Quelques minutes plus tard, une jeune femme d'une trentaine d'années se gare et nous fait signe. Je lui explique notre destination. Elle regarde l'heure sur son téléphone et me répond "Oui je peux le faire". La réponse est ambigue. Je ne comprends pas si elle a le temps de nous prendre pour nous lâcher sur son trajet ou si elle va faire spécialement l'aller retour pour nous déposer. Égoïstement et trop content d'avoir réglé mon problème de transport, je ne cherche pas à creuser. Je m'installe devant alors que Mathieu s'installe derrière avec les sacs. Je tente de faire une blague en lui expliquant que dans ce sens nous sentons bon alors que dans l'autre c'était juste une horreur. Elle me répond que dans ce cas c'est nous qui allons souffrir. Je reste un peu interloqué devant la réponse... "Je vis dans une tente" m'explique-t-elle devant ma tête ahurie. Cette explication ajoute du mystère au lieu de tout éclaircir et je suis toujours aussi éberlué qu'à la première réponse. Elle me regarde et après une hésitation, elle m'explique. "C'est un peu compliqué.' me dit elle. En fait, elle a déménagé de Seattle avec son petit ami avec qui elle habitait depuis 6 mois. Ils ont décidé de changer de vie et ils ont acheté un bout de terrain à Pagosa Springs pour construire une maison et vivre une nouvelle vie accès sur les activités sportives offertes par le Colorado. À ce titre, ils sont allés faire du rafting il y a 2 semaines et son petit ami est mort.
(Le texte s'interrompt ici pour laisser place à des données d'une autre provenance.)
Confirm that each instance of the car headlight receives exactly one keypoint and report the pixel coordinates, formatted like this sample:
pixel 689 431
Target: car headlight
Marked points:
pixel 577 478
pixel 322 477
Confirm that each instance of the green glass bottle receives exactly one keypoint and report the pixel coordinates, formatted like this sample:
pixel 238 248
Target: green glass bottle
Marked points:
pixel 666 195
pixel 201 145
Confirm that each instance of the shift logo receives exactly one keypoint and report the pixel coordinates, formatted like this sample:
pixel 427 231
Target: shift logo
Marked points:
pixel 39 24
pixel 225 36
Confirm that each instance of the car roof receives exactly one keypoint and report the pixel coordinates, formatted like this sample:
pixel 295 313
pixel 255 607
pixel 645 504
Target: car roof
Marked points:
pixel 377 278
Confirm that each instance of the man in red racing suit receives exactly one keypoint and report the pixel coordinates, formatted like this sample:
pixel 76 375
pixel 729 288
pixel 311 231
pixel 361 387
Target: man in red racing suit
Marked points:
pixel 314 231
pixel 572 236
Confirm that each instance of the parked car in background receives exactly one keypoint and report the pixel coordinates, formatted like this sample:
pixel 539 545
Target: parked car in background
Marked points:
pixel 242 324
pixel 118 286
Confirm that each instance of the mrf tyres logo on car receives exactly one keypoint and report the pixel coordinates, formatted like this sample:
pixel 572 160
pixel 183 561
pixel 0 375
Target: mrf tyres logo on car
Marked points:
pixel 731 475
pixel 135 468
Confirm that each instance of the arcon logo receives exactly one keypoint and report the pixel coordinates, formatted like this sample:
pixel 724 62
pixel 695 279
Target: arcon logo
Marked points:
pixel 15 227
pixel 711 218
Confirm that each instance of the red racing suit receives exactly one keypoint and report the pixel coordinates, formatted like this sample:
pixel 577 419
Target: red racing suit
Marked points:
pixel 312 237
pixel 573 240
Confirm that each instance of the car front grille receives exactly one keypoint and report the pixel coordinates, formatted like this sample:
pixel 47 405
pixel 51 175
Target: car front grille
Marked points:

Je voulais savoir et maintenant je sais. Sauf que je ne sais pas quoi dire à l'annonce de son drame. Et il n'y a effectivement rien à dire devant une histoire aussi terrible. Elle l'a racontée comme une information "normale". Sa voix n'a pas tremblé. Elle ne demande pas à ce que je m'apitoye sur son sort.
Je suis toujours sans voix et c'est elle qui relance la conversation en me demandant ce que nous faisons là et d'où nous venons. Évidemment je me jette sur cette porte de sortie pour évacuer mon trouble.
Après quelques banalités d'usage qui me permettent d'être plus à l'aise, je reviens sur son drame qui me touche profondément.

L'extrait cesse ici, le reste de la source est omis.